Bosas’ video highlighted her hard-working parents, and how despite their struggles they tried to support her passion for art and to give her and her siblings a happy life. She paid special tribute to her grandfather, who was only 5 when he and his family were forced to flee their native Lithuania and start a new life in the U.S.
“Through everything, my family persevered, which is why I persevere, and why Elmhurst College means so much to me,” she said. “I want to show my parents, my teachers, my family, that all the challenges they overcame made a difference.
“Nothing would mean more to me than to see my grandfather’s face on Graduation Day, and to make him and all my family proud of the work they’ve done to get me to where I am today.”

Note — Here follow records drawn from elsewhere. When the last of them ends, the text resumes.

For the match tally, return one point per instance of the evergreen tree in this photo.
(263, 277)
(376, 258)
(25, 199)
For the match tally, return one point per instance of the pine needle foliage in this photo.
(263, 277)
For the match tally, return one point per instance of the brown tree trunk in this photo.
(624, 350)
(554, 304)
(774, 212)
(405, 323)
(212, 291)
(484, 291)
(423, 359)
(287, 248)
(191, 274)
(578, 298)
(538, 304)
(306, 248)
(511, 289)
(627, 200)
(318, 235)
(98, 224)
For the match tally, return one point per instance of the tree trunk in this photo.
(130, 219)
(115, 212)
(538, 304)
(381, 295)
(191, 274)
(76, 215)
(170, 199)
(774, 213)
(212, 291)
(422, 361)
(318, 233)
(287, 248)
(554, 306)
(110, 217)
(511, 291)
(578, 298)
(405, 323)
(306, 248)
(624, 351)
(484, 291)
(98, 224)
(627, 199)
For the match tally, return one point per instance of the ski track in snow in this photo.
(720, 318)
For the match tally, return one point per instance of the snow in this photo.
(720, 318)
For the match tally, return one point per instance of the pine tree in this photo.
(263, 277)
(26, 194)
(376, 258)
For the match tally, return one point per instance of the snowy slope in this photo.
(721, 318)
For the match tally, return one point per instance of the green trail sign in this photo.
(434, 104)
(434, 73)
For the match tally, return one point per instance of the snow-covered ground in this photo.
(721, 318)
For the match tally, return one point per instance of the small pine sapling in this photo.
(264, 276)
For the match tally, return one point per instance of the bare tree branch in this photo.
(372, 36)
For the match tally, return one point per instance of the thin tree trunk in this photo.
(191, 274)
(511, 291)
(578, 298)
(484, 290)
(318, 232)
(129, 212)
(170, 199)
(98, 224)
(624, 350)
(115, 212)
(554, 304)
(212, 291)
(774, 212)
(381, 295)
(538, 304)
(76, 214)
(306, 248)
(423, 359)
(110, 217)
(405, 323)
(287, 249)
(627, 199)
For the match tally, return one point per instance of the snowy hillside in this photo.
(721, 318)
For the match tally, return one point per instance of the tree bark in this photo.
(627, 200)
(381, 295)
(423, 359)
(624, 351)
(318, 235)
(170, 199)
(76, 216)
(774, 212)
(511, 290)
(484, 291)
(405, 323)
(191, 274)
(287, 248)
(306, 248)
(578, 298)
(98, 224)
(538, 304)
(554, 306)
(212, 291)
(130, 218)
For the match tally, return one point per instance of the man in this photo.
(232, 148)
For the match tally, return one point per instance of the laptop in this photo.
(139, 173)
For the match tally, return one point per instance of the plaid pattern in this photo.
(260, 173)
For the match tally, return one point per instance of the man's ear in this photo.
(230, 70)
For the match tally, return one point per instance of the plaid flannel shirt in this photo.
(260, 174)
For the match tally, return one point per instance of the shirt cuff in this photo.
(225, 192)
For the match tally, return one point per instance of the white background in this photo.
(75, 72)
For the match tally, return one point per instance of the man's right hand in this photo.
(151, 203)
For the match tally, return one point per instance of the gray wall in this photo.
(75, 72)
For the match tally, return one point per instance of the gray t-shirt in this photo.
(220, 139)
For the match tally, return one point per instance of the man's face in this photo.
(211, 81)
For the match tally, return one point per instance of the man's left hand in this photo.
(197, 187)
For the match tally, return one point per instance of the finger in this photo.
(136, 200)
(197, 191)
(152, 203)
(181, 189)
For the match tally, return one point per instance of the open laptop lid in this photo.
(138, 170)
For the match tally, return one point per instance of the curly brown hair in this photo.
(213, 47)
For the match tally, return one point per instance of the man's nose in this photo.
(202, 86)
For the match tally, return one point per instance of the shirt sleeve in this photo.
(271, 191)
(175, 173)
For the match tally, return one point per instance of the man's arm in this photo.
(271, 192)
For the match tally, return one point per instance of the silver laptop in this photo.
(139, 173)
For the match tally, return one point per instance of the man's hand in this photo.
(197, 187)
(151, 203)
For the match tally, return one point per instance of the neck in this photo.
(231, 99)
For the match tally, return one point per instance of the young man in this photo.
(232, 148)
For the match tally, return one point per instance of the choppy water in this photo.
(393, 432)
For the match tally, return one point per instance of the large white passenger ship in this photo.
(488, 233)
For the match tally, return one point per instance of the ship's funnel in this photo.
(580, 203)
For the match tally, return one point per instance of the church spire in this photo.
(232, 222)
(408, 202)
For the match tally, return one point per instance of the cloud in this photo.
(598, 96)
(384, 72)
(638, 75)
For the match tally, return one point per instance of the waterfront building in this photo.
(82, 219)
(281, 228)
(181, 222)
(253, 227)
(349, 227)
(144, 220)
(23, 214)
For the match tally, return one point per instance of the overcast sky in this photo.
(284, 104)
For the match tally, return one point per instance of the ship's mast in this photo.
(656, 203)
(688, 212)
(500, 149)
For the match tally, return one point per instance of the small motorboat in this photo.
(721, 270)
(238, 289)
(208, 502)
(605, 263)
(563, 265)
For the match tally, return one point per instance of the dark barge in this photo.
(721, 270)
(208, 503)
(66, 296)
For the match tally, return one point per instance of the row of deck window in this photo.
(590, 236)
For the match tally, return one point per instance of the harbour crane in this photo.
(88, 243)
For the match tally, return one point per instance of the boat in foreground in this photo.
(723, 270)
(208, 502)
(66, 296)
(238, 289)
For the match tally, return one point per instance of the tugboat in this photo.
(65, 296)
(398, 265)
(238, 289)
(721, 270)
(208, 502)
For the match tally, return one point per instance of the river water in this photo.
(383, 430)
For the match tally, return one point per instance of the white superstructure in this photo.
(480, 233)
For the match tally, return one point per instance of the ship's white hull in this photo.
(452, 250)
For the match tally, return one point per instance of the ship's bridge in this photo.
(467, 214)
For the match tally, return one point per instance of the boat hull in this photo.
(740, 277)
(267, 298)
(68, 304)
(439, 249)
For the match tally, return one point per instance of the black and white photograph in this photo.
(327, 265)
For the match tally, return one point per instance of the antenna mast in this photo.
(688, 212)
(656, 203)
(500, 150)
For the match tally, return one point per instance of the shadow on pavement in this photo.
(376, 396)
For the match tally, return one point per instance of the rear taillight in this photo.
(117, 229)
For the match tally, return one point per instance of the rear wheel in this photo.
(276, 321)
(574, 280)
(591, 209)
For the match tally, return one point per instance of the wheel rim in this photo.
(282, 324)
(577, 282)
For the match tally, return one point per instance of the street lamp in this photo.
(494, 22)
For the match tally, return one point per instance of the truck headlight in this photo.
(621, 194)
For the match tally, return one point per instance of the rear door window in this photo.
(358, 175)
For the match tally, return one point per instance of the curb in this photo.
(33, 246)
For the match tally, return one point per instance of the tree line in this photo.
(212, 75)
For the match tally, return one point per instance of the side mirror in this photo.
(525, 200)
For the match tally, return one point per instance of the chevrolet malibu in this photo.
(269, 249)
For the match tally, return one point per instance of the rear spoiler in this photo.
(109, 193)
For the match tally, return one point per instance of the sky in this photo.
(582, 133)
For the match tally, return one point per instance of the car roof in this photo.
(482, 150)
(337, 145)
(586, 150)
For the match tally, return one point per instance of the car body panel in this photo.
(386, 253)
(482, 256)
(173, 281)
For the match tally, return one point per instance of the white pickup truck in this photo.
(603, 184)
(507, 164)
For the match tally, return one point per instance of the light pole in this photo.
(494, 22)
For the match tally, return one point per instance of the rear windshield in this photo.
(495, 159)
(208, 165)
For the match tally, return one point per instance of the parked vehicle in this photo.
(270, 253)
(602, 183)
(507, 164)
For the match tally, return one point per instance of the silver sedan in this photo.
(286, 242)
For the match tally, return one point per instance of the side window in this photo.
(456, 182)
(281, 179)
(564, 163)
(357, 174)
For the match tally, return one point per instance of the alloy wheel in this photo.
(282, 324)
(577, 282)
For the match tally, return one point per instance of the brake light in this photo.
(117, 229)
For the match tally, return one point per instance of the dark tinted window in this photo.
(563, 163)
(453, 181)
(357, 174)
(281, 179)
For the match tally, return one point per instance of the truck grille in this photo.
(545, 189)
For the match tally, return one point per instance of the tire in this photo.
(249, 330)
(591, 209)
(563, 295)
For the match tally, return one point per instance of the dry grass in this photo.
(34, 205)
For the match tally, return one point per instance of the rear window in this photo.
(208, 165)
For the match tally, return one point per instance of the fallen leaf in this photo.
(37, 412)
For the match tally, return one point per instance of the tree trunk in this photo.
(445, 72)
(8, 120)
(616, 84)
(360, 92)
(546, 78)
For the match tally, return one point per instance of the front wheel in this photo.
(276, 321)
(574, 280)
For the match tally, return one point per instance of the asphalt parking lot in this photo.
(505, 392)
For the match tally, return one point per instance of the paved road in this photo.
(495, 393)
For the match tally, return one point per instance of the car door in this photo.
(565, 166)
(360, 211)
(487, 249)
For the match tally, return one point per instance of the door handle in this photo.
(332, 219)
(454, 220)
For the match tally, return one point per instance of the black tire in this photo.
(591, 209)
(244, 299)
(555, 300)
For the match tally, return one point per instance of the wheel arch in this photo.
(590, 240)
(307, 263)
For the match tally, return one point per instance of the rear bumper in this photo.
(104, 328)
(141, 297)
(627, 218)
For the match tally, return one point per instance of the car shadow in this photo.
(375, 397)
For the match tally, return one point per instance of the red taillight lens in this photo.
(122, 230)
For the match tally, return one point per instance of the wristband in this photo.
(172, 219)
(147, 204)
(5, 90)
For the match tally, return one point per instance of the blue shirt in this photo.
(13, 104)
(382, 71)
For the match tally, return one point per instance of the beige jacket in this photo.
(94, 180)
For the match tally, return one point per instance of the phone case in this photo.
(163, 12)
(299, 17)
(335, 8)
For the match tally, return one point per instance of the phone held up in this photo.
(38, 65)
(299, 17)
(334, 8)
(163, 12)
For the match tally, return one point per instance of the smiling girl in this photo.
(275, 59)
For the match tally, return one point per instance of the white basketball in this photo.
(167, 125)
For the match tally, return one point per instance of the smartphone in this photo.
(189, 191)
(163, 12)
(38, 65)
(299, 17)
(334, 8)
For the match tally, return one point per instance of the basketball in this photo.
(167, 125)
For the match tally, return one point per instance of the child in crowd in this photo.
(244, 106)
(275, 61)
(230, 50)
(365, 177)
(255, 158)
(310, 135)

On Monday, Feb. 17, Bosas was named the first-place winner of the third annual American Dream competition. She will receive a four-year, full-tuition grant to attend Elmhurst College.
Brianna Migaczewski, a Maine West High School student from Des Plaines, received the second-place award—four years’ room and board at Elmhurst.
The winners were announced on Monday, Feb. 17, during an awards ceremony in Hammerschmidt Memorial Chapel that was attended by many of the 140 students who entered the contest, along with several hundred parents, family and friends.
Earlier that afternoon, the contestants took part in group projects and attended panel discussions offering resources and information for first-generation college students and their parents. Each contestant received a $1,000 scholarship to attend Elmhurst, and each member of the winning group project was awarded an additional scholarship of $1,500.
At the awards ceremony, Elmhurst College President Troy D. VanAken congratulated all of the contestants and urged them to go to college, whether at Elmhurst or wherever the fit was best. “Take pride in the fact that your experience will transform not only your life but the lives of everyone around you,” he told them. “Your experience will be their experience as well.”